The plant will use modern treatment technology to treat affected groundwater to remove substances of concern and meet all regulatory requirements. There are no human health concerns as the groundwater to be treated is not a source of drinking water. In addition, studies conducted to date have found that the fish populations in the river are not affected by the groundwater and the water quality of the river meets drinking water standards.
“The Groundwater Treatment Plant demonstrates our commitment to addressing effects of our historical operations and aligns with our ongoing focus to ensure the environment is protected,” said Thompson Hickey, general manager, Teck Trail Operations.

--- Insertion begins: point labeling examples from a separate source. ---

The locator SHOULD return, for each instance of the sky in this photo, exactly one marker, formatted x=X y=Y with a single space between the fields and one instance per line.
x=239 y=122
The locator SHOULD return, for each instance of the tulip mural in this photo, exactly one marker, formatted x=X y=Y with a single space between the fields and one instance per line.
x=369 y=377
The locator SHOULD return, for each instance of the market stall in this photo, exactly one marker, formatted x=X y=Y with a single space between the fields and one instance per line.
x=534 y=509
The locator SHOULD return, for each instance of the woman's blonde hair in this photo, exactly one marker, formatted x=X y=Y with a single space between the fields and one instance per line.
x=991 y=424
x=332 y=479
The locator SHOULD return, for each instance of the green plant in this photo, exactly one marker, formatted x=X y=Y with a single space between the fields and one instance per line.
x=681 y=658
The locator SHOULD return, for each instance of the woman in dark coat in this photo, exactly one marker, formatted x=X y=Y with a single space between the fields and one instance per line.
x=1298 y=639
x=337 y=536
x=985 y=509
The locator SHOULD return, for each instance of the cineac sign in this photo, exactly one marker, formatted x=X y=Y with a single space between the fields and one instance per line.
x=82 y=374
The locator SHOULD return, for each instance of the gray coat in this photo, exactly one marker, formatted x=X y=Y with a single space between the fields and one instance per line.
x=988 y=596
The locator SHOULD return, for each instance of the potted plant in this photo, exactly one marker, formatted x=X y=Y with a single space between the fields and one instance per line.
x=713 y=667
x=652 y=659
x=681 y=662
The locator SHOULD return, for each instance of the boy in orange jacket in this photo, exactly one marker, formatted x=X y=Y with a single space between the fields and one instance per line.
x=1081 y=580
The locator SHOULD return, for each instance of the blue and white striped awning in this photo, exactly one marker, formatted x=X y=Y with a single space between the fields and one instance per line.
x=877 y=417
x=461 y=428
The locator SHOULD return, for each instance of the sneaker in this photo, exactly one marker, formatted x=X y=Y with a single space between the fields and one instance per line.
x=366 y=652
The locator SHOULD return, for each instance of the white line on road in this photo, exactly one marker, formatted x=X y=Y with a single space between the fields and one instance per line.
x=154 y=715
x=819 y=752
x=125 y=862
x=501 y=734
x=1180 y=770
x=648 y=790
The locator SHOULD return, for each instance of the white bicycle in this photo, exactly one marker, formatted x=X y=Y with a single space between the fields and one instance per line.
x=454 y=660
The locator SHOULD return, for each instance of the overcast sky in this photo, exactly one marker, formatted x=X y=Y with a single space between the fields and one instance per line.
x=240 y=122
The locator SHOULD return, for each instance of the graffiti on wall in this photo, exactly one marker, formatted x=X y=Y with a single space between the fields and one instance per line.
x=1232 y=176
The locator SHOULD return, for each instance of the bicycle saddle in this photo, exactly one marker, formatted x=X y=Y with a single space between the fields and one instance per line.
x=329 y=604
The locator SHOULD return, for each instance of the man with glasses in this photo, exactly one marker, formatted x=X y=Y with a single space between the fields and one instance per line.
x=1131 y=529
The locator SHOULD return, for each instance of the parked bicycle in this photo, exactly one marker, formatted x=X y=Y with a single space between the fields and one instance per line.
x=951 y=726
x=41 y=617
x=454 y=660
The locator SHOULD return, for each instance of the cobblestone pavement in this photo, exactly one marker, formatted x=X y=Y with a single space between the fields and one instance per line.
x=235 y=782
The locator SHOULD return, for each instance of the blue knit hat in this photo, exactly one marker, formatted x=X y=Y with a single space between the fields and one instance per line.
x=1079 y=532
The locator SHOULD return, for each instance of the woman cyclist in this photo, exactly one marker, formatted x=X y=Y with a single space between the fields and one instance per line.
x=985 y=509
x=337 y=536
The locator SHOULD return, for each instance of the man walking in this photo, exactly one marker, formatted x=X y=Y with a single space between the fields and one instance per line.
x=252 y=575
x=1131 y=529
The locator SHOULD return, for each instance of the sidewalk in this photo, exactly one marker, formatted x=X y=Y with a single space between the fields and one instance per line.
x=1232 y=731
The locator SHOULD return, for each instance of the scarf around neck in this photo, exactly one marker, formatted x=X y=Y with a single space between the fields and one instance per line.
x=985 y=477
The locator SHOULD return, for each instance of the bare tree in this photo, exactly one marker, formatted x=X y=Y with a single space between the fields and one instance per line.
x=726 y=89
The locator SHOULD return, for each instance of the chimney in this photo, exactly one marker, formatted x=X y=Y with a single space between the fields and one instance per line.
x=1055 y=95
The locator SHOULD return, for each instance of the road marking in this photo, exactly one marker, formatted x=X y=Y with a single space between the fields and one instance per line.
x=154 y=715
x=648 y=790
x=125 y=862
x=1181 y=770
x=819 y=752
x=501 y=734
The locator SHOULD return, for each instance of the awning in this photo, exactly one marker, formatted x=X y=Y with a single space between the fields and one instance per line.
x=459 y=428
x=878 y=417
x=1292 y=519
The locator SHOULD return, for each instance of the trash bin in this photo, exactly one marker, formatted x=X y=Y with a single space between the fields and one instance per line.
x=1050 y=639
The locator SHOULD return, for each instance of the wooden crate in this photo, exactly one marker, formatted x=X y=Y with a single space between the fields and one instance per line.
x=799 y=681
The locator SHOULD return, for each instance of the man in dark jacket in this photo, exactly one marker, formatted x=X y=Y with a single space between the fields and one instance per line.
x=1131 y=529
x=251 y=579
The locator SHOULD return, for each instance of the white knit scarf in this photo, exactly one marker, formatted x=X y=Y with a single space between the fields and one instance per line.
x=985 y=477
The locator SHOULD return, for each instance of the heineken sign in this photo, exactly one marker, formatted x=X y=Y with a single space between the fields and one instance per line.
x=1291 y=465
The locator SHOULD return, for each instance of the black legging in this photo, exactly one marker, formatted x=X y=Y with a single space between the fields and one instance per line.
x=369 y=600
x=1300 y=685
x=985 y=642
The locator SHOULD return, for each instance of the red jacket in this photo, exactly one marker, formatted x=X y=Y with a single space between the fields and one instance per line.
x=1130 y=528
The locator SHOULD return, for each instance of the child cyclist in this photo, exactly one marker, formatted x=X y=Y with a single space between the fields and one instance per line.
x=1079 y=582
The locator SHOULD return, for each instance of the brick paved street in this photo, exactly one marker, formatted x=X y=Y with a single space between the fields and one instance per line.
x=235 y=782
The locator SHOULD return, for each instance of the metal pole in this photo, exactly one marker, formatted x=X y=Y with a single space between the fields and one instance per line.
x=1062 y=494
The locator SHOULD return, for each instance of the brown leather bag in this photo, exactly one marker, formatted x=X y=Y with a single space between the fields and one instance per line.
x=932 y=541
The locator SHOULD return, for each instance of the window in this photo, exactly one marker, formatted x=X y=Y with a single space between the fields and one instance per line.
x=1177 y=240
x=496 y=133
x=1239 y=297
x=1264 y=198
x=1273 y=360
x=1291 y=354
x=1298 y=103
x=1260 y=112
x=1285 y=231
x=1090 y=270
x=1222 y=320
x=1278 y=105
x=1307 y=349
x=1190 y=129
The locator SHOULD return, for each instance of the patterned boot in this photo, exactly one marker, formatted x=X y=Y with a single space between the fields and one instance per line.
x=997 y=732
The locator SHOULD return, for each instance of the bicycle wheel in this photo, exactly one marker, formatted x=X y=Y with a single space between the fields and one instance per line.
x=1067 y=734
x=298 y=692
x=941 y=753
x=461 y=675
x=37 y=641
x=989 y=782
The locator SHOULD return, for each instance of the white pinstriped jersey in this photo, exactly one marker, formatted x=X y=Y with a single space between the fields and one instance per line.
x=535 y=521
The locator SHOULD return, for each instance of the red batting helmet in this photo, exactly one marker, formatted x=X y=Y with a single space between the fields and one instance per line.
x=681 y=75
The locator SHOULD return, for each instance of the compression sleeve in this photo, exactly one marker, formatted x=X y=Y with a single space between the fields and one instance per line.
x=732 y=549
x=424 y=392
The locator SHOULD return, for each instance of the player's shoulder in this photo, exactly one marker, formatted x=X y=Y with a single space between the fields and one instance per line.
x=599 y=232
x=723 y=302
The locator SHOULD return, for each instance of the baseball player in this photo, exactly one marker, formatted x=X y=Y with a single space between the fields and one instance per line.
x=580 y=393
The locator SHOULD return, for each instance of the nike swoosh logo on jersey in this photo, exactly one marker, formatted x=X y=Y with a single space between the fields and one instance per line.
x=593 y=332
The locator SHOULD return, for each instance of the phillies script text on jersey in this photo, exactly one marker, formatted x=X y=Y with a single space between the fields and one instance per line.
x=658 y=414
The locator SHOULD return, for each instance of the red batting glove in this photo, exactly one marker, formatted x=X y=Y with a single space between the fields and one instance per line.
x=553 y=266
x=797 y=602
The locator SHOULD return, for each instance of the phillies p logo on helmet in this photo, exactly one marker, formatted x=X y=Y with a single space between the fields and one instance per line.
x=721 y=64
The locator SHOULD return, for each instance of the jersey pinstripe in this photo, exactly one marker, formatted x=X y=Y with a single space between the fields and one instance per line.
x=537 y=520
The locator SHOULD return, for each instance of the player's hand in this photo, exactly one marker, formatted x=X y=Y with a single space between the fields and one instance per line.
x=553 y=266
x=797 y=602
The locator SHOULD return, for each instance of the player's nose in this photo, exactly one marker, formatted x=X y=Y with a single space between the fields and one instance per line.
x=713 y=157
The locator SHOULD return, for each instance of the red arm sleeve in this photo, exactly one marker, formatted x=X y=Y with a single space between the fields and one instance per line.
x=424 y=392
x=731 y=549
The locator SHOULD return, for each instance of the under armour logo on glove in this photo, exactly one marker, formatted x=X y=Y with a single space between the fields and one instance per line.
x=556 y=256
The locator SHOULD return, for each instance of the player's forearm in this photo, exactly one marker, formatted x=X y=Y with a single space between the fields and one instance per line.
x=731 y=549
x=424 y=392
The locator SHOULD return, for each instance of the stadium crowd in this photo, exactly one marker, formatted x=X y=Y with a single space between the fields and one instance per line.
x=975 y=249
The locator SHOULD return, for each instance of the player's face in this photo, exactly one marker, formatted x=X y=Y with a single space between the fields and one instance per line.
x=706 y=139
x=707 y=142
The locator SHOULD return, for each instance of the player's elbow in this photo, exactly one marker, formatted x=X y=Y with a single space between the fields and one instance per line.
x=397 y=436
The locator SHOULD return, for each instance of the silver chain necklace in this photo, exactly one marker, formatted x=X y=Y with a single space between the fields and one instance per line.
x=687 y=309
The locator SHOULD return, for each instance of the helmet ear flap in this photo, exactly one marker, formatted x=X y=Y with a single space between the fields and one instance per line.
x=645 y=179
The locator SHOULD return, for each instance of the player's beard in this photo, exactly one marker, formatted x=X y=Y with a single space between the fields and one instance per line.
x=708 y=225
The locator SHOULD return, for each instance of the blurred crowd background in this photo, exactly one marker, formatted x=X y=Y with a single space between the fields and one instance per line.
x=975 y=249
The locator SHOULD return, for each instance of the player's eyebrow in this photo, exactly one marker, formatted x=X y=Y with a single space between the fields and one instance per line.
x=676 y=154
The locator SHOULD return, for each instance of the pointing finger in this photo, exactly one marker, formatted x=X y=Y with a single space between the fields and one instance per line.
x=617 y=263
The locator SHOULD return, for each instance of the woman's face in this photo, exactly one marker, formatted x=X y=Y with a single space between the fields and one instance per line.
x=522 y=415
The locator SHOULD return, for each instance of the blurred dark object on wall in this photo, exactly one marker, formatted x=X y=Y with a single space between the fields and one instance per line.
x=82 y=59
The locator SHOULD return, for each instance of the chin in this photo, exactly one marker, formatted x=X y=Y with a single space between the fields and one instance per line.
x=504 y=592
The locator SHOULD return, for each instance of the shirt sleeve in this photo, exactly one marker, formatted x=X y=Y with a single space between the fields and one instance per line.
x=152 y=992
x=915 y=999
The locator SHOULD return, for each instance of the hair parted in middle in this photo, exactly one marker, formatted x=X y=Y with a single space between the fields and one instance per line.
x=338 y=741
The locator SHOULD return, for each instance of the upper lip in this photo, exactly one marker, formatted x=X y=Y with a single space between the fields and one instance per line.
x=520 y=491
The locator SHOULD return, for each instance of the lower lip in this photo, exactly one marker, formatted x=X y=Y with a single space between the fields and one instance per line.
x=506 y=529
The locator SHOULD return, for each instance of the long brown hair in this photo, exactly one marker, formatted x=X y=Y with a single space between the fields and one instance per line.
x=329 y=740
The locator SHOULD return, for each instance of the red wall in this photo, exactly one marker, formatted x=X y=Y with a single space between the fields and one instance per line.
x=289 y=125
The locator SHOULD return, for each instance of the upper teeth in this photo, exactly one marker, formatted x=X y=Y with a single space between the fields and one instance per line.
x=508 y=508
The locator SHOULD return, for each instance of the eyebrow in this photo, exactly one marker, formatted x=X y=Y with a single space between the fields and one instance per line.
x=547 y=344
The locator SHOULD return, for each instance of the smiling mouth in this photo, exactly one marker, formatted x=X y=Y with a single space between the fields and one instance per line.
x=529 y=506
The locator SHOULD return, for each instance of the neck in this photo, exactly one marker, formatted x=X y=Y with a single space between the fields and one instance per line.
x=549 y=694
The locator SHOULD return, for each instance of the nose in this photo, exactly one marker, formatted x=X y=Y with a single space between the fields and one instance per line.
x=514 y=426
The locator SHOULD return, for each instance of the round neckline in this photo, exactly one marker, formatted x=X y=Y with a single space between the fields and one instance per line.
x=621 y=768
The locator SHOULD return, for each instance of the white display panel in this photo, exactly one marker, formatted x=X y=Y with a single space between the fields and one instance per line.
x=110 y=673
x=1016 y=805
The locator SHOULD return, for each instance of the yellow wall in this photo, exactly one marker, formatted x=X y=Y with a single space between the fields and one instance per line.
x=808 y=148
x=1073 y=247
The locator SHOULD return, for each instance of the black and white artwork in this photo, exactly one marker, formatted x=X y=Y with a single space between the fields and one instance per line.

Affected groundwater is located directly beneath Trail Operations, under the Columbia River and under part of East Trail. Substances, such as variable concentrations of ammonia, sulphate and some metals, are believed to have originated from historical operations and storage of materials prior to the 1980’s.
“There are no human health concerns as the groundwater is not a source of drinking water,” said Adair. “And it would not be encountered by everyday activities at any affected residential properties as it is at least five meters below the ground and, in many cases, deeper.”
Studies conducted to date have found that the fish populations in the river are not affected by the groundwater and the water quality of the river meets drinking water standards.
Construction of the treatment plant began in March 2015, and has taken approximately 174,000 hours to complete, which is the equivalent of 85 jobs over the duration of the project.